Considerando que o cenário é de recuperação, o mercado regional de Mato Grosso tem reagido bem ao panorama econômico nacional o que vislumbra um ano novo melhor que 2017. O presidente da Comissão da Indústria Imobiliária do Sinduscon/MT, Paulo Bresser, reforça que o panorama sinaliza o interesse das pessoas em querer comprar imóveis para moradia ou investimento.

“Temos uma oferta que está sendo consumida, uma perspectiva de mercado melhor. As pessoas estão começando a voltar a pensar em imóvel. E tudo isso vem pelo fato de se estar com mais segurança em ter emprego, em ter renda, em ter negócios e se conseguir fazer algumas coisas. Pra comprar imóvel, a pessoa precisa de tudo isso, somando à perspectiva de melhora da economia. Estamos começando, subindo o primeiro degrau, a situação está melhorando”, explica Bresser.

OTIMISMO - O presidente do Sinduscon/MT, Julio Flávio Campos de Miranda, aponta que o otimismo do setor no estado para 2018 está apoiada na confiança do empresariado nas medidas que o governo federal vem tomando e também na força do agronegócio, que é um fomentador da construção civil.
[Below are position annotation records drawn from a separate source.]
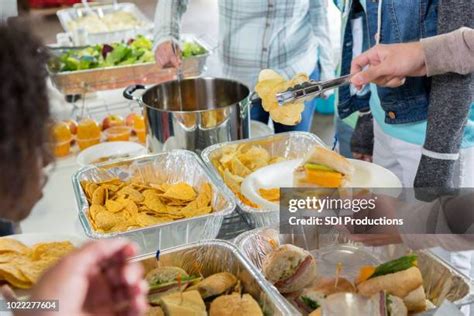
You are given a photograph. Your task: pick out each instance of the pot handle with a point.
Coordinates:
(128, 92)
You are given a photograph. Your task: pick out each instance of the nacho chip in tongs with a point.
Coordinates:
(310, 89)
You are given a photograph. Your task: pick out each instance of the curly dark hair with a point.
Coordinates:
(24, 120)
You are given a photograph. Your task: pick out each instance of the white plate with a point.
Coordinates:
(280, 175)
(35, 238)
(88, 155)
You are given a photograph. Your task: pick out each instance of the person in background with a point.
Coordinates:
(417, 112)
(97, 278)
(401, 114)
(289, 37)
(451, 95)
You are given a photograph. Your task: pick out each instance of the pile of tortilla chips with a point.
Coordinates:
(272, 195)
(235, 162)
(118, 206)
(269, 84)
(21, 266)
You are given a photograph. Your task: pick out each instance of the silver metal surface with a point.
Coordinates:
(291, 145)
(174, 166)
(311, 89)
(195, 113)
(86, 81)
(213, 256)
(65, 16)
(439, 279)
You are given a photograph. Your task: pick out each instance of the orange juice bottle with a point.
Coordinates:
(62, 138)
(118, 133)
(139, 127)
(88, 133)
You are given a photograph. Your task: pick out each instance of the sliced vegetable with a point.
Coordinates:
(397, 265)
(364, 274)
(310, 303)
(317, 166)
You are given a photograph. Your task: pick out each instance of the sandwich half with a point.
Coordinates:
(166, 280)
(289, 268)
(400, 277)
(235, 305)
(183, 304)
(312, 297)
(323, 168)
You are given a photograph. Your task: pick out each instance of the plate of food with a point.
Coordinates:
(394, 287)
(321, 168)
(110, 151)
(208, 278)
(25, 257)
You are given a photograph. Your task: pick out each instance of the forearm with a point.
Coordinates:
(168, 20)
(451, 52)
(320, 25)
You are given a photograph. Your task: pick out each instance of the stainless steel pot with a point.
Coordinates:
(193, 113)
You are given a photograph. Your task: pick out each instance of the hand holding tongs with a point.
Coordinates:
(310, 89)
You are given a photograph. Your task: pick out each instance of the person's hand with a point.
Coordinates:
(168, 54)
(96, 279)
(371, 235)
(388, 65)
(362, 139)
(360, 156)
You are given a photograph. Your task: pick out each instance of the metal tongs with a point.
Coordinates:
(310, 89)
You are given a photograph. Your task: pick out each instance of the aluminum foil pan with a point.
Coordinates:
(174, 166)
(440, 280)
(215, 256)
(291, 145)
(66, 16)
(98, 79)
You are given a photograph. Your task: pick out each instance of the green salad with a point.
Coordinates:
(135, 51)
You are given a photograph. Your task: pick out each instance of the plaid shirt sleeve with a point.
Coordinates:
(319, 21)
(168, 20)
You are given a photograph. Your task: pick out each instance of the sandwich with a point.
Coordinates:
(379, 304)
(289, 268)
(311, 298)
(183, 304)
(235, 305)
(154, 311)
(400, 277)
(323, 168)
(166, 280)
(215, 284)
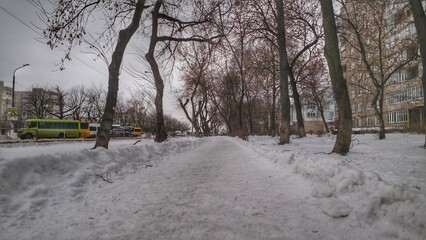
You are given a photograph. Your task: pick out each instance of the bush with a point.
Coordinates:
(241, 133)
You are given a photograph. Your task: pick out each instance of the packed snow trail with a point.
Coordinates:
(211, 188)
(219, 191)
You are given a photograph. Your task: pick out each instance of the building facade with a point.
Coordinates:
(388, 76)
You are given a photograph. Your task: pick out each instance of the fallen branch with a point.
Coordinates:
(104, 177)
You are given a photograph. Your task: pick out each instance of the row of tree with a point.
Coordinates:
(88, 104)
(242, 59)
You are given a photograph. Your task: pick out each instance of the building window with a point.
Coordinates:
(370, 122)
(397, 116)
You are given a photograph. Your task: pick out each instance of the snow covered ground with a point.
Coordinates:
(215, 188)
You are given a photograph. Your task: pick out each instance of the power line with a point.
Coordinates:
(31, 28)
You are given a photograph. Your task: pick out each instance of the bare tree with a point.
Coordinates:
(39, 101)
(95, 104)
(317, 87)
(75, 102)
(420, 23)
(338, 82)
(179, 29)
(285, 100)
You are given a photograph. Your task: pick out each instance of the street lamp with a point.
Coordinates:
(13, 84)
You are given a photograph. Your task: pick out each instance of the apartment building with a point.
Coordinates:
(390, 64)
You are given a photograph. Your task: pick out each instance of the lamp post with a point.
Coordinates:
(13, 83)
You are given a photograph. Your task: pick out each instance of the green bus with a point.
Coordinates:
(50, 128)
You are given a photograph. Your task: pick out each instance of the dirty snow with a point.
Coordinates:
(215, 188)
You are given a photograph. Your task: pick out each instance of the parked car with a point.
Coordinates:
(121, 132)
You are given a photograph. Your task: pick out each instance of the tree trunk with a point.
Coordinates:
(420, 23)
(340, 90)
(297, 105)
(124, 37)
(160, 132)
(285, 100)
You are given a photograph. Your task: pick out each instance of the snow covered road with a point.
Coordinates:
(220, 191)
(210, 188)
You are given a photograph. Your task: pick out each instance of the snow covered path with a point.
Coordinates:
(219, 191)
(210, 188)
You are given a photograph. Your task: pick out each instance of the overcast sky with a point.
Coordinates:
(21, 44)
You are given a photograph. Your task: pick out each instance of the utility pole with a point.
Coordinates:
(13, 83)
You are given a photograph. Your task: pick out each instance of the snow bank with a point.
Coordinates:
(29, 183)
(348, 188)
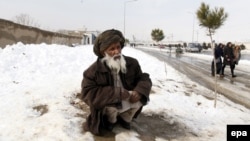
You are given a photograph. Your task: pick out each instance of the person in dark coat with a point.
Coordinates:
(218, 53)
(114, 86)
(229, 59)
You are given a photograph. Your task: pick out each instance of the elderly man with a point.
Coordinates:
(114, 86)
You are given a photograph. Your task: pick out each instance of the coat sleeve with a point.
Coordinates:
(98, 95)
(143, 84)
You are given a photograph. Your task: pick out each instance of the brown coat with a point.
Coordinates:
(98, 89)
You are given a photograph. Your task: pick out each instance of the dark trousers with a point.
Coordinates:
(218, 68)
(232, 66)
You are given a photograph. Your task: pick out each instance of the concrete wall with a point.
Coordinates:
(11, 33)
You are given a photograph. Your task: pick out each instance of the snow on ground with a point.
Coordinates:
(49, 76)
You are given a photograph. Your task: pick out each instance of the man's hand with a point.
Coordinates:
(124, 94)
(134, 97)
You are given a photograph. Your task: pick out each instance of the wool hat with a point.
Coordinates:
(105, 39)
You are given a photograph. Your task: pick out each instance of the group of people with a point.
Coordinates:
(230, 54)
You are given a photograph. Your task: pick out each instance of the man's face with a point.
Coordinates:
(114, 50)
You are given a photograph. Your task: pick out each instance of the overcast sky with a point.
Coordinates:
(174, 17)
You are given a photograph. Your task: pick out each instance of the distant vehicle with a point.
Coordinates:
(193, 47)
(179, 50)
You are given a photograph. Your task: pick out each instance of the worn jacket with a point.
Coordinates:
(228, 56)
(98, 89)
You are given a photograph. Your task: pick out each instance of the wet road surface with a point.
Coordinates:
(199, 70)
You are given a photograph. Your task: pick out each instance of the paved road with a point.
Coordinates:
(236, 89)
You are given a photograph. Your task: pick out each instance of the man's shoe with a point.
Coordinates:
(123, 123)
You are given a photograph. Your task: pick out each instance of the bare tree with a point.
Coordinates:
(25, 19)
(212, 20)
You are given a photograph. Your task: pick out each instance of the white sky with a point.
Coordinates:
(51, 75)
(174, 17)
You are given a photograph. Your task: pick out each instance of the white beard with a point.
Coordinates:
(115, 64)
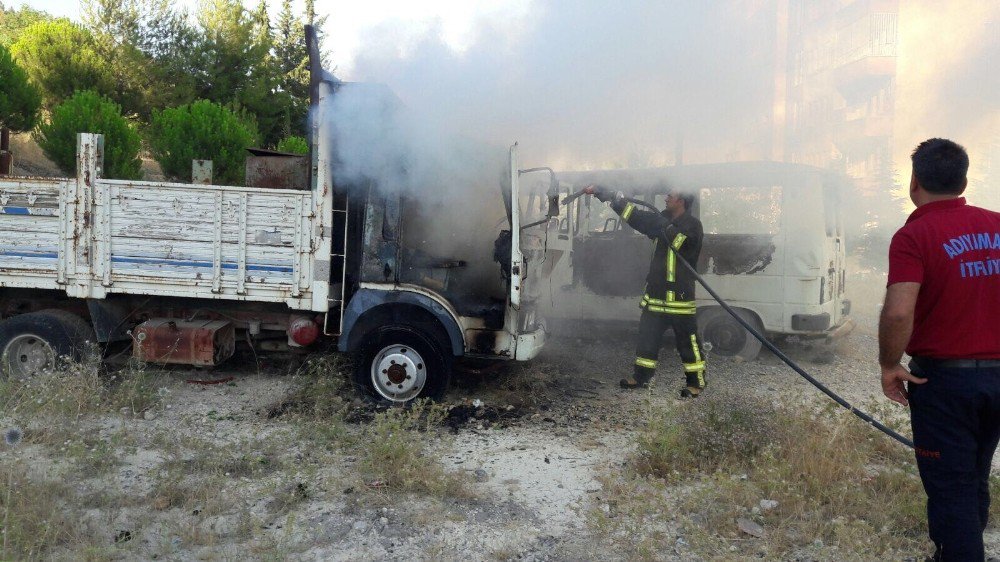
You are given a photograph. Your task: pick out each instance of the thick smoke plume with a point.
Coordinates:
(587, 83)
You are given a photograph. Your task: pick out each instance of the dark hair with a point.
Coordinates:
(940, 166)
(686, 197)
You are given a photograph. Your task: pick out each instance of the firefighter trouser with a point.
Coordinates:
(955, 417)
(651, 328)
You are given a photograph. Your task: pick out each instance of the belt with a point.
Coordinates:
(931, 363)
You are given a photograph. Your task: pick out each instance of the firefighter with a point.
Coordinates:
(941, 306)
(668, 301)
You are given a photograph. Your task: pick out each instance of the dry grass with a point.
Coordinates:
(843, 491)
(393, 453)
(319, 401)
(74, 390)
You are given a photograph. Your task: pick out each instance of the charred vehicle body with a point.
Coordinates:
(184, 273)
(774, 250)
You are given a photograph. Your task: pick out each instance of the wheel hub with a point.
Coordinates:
(27, 355)
(398, 373)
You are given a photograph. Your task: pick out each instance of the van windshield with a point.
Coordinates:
(741, 210)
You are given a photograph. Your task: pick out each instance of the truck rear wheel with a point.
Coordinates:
(400, 364)
(727, 336)
(32, 343)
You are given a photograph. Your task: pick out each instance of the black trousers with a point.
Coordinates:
(955, 417)
(651, 328)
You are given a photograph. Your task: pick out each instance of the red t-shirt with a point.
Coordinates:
(953, 251)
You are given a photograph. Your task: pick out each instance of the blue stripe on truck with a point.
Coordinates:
(153, 261)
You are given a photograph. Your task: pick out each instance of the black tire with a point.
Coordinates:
(408, 363)
(727, 336)
(39, 339)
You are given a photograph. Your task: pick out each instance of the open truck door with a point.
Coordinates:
(514, 213)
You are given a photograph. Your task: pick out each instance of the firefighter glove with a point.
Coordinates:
(604, 195)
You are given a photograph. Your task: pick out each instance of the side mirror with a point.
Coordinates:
(553, 195)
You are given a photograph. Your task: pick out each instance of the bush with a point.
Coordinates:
(293, 145)
(19, 100)
(61, 58)
(724, 429)
(88, 112)
(202, 131)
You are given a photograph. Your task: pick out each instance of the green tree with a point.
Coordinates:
(13, 22)
(90, 112)
(19, 100)
(235, 66)
(293, 145)
(293, 56)
(202, 130)
(145, 45)
(61, 58)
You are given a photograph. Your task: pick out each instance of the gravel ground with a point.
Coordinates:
(534, 452)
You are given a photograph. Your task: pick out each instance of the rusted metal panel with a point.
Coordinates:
(170, 340)
(277, 170)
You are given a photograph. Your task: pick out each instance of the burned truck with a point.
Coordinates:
(184, 273)
(774, 249)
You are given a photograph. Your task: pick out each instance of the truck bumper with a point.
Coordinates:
(842, 330)
(530, 344)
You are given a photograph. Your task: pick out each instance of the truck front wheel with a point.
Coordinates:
(32, 343)
(400, 364)
(727, 336)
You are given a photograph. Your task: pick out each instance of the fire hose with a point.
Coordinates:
(867, 418)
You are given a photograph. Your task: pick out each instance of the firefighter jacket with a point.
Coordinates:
(669, 285)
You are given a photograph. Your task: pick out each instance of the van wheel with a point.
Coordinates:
(400, 364)
(727, 336)
(32, 343)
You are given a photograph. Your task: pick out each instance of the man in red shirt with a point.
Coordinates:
(941, 306)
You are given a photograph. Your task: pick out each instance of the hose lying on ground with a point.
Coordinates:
(763, 340)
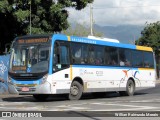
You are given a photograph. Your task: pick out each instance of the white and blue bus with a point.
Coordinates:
(41, 65)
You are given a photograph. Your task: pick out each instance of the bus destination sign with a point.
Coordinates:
(33, 40)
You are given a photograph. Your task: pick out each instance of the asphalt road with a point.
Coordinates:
(144, 100)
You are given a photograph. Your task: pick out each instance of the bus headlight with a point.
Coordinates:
(44, 78)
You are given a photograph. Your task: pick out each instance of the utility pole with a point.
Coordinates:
(91, 19)
(30, 25)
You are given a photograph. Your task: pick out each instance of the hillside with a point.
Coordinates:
(124, 33)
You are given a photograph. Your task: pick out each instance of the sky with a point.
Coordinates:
(118, 12)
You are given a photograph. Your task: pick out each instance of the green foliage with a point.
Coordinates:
(151, 36)
(47, 16)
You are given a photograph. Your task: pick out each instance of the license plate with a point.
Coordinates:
(25, 89)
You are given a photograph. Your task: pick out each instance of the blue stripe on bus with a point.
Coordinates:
(27, 82)
(102, 67)
(100, 42)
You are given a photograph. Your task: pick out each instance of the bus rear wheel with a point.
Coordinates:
(40, 97)
(76, 91)
(130, 89)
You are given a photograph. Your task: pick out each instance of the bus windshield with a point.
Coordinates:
(30, 58)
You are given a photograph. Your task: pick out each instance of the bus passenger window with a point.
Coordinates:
(111, 56)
Segundo ele, se o pleito da indústria da construção no país for atendido o setor será a âncora do desenvolvimento nacional.

“A expectativa é de uma melhora no segmento em 2018, especialmente pelas reformas que estão sendo implementadas pelo governo federal que vão incentivar a produção, a geração de emprego, o aumento da confiabilidade do país, por uma previdência social mais equilibrada, pela atração de investidores nacionais e internacionais e pelas boas perspectivas de uma boa safra agrícola”, destaca ele ao considerar que a manutenção do saldo positivo de empregos na construção civil dependem de lançamentos imobiliários e obras de infraestrutura.